At the recent meeting of the book club I'm in, it was decided that we'd read To Kill A Mockingbird. A couple of us immediately reached for our Kindles to see if we could download it. It turns out that all you can get from Amazon's Kindle Store are study guides - everything but the book itself. My suspicion that this was because the book is out of copyright and so they can't easily sell a eBook of something you can essentially get for free turned out to be correct.

But could I find a copy of the text in the right format? Well I probably could, but I fancied having a go at creating it myself. Which I duly did.

Step 1: Find the Text.

It's easy to find the text of out of copyright books online. Looking for Jane Austen? I refer to you Pemberley.com. To Kill a Mockingbird I found at the Washington State School for the Blind [broken link removed] (although it turns out that their text is incomplete - they make 26 chapters available but the book has 32).

Step 2: Create A Single File of the Text

As usual for books published as Web pages, each chapter has its own page. That's sensible, it's how I'd do it except that I want the whole thing in a single file that I can convert to Kindle format. So that's what I created. It's in HTML5, and each chapter is an <article> except the top matter which is in a <header>. I also decided to add in some microdata using schema.org, some RDFa using basic Dublin Core properties, and I chucked in some Open Graph data as well for good measure.

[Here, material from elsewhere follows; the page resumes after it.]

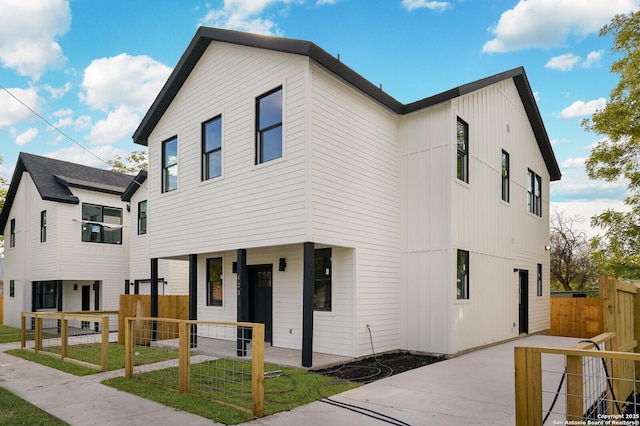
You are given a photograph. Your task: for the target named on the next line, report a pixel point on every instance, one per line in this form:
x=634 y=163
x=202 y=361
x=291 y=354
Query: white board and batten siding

First Edition cover, shows a simple design of a cartoonish, hand drawn tree

Step 3: Add in an image of the cover

It's no hard to find an image of the first edition cover of To Kill A Mockingbird.

Step 4: Convert to Kindle format

What is Kindle format? It's an eBook format known as .mobi (nothing at all to do with the top level domain of the same name). And there are various tools that let you convert documents into that format from common ones. I first used an open source tool called Auto Kindle eBook Converter which, for reasons I wasn't able to fathom, rendered the text in italics. I tried messing with the CSS but it made no difference, italics it was every time.

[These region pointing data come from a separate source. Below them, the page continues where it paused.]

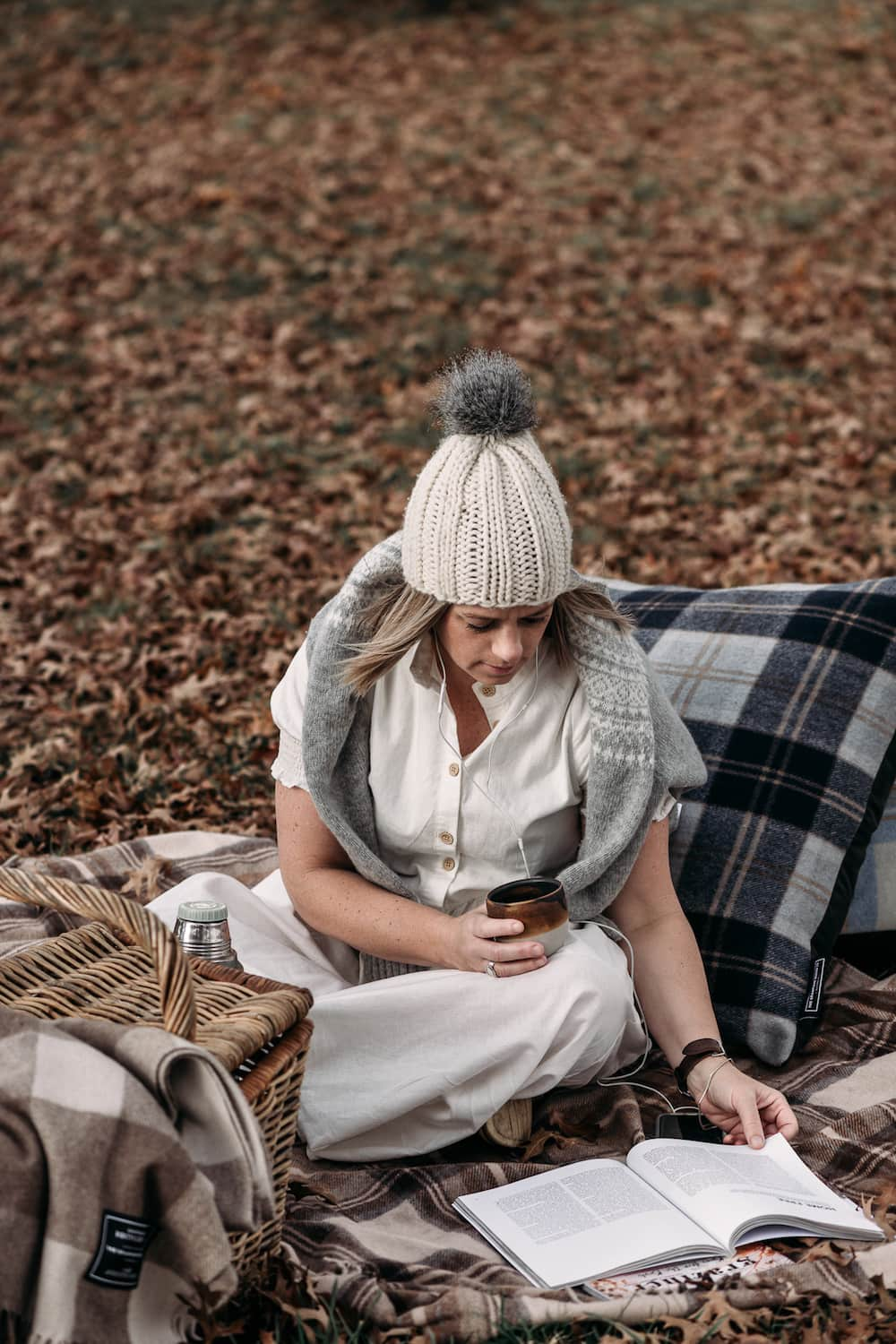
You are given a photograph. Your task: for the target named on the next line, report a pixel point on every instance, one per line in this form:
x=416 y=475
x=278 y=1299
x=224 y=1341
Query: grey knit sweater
x=640 y=747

Let's try a different converter. Online Convert offers a free conversion service and, very conveniently, I could just paste in the URI of my page. That would be very good, I'm sure I'll use this service again, but I found I still needed to mess around with the course code of the page a bit and doing that online was an added pain.

In the end I downloaded Calibre eBook Management which looks like the Real McCoy in terms of extended functionality. It's another open source project too so that feel right. If I use it a lot I promise I will make a donation.

Step 5: Fiddle about a bit

The text was being converted nicely, no italics, so that was fine, but the frontispiece wasn't right. That's because I'm using <hn> elements for things like the publisher and author. Calibre puts a page break in before those so I had about 4 pages of titles - not what I wanted. Actually, in HTML5, if you have multiple headers like that the advice is to use an <hgroup> element, rather than a <header> which is what I tried. But the credit to the Washington State School for the Blind is not a heading and neither is the image — and all you can put in an <hgroup> are <hn> which, in this instance, I found restrictive. I could have used an <hgroup> within a <header> but that's getting silly.

Anyway, in the end I just changed the headers to paragraphs, did the conversion, and then put them back again. That seemed to work.

Step 6: Server configuration

The final step was to add a line to this site's server config (.htaccess) thus:

AddType application/x-mobipocket-ebook .mobi

This means that the .mobi file is served with the correct content type.

Step 7: Publish …

… and hope this really is out of copyright.

I offer you the first 26 chapters (of 32):

being the first of what I imagine will be a growing collection of HTML and eBook representations of out of copyright books on this site.

Next step is to set up content negotiation — all in good time.